Se refiere claro, a lo que era su mayor temor: convertirse en su madre. Ama de casa por la mayor parte de su vida, un año de morir, la madre de mi amiga le confesó que pasó casi tres décadas soñando con regresar a la universidad, con tener su propio dinero, con ser libre. Esa fue la palabra que utilizó “libre”. Y la connotación que tuvo, en medio de un devastador caso de cáncer, de una lenta agonía que la redujo al dolor, fue aterradora. Al menos para mi lo fue. Para mi amiga, fue la línea que dividió un antes y después en su manera de comprender el mundo, su identidad y todo lo que deseaba crear y construir en adelante.

Por años, mi amiga se obsesionó con la libertad que soñó su madre y no pudo tener. Pero cuando finalmente contrajo matrimonio — estaba aterrada, desanimada pero también muy dispuesta a vencer su propio prejuicio — decidió hacerlo para crear su propia historia. No para continuar viviendo la de su madre, o los temores de sus amigas. Incluso los míos, que escuchaba con paciente solidaridad siempre que se lo pedía. Mi amiga contrajo matrimonio para ser feliz. ¿Lo logró?

— No siempre, pero a veces la felicidad es una suma de cosas — me dice — me gustan los domingos en las tardes donde vemos películas juntos mi marido y yo mientras la suegra se lleva a los niños, los días que pasó con mis chamos a solas. A veces todo es insoportable. Otras veces, es simplemente hermoso.

De manera que la mujer sigue reinventándose, pienso mientras la escucho. Después de todo, hace un par de décadas, la idea de una mujer hablando sobre el matrimonio como un acuerdo entre cómplices era impensable. Había una idea muy precisa sobre lo que ocurría al casarte: ese juego de paciencia, solidaridad y resignación donde el hombre tenía todas las de ganar. O esa era la percepción social. Esa insistencia del matrimonio como elemento que definía a la mujer y le otorgaba un rol necesario. Una idea a la que muchas mujeres se rebelaron, con mayor o menor éxito, pero con la que al final tuvieron que lidiar.

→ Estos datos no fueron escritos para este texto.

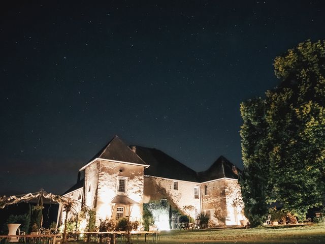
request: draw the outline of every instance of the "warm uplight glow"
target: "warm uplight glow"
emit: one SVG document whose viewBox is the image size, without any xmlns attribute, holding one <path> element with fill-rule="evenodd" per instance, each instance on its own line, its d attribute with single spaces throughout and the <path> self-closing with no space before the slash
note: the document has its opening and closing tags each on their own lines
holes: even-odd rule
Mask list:
<svg viewBox="0 0 325 244">
<path fill-rule="evenodd" d="M 140 207 L 139 205 L 134 204 L 131 207 L 131 214 L 130 216 L 130 220 L 135 221 L 141 219 L 141 212 L 140 211 Z"/>
</svg>

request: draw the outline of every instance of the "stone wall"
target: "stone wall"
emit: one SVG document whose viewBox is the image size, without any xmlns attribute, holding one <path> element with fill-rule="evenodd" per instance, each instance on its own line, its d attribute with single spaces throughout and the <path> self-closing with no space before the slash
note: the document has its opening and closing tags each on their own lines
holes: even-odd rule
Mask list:
<svg viewBox="0 0 325 244">
<path fill-rule="evenodd" d="M 104 160 L 99 161 L 99 165 L 96 220 L 111 218 L 114 219 L 116 207 L 121 206 L 124 207 L 124 217 L 130 216 L 132 220 L 141 220 L 143 207 L 143 166 Z M 118 192 L 119 177 L 125 179 L 125 193 Z M 117 195 L 125 195 L 139 204 L 132 206 L 111 204 L 111 200 Z"/>
<path fill-rule="evenodd" d="M 174 182 L 178 182 L 178 190 L 174 189 Z M 198 189 L 198 198 L 194 198 L 194 188 Z M 173 209 L 181 211 L 184 206 L 192 205 L 201 212 L 200 184 L 174 180 L 149 175 L 144 176 L 143 202 L 160 204 L 161 199 L 167 199 Z M 195 218 L 195 211 L 190 214 Z"/>
<path fill-rule="evenodd" d="M 240 225 L 240 221 L 246 219 L 244 216 L 244 204 L 242 202 L 240 186 L 237 180 L 224 180 L 227 224 Z"/>
<path fill-rule="evenodd" d="M 210 223 L 215 225 L 224 225 L 225 223 L 227 215 L 225 185 L 224 179 L 201 184 L 203 212 L 210 216 Z"/>
<path fill-rule="evenodd" d="M 90 208 L 97 206 L 99 167 L 99 162 L 96 161 L 85 169 L 85 204 Z"/>
</svg>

Por supuesto, que el matrimonio no es la única medida — ni la más efectiva, exacta, notoria e incluso, simplemente necesaria — para calibrar cuanto ha evolucionado la mujer del nuevo milenio. Hay una serie de planeamientos que se mueven en el trasfondo, que avanzan de un lugar a otro y que en ocasiones, crean una nueva concepción sobre lo que la mujer es, espera, desea, asume como real. Una nueva interpretación sobre el arte de ser mujer — como solía decir mi abuela — o mejor dicho, crear esa estructura de ideas que sostenga nuestro concepto sobre lo femenino.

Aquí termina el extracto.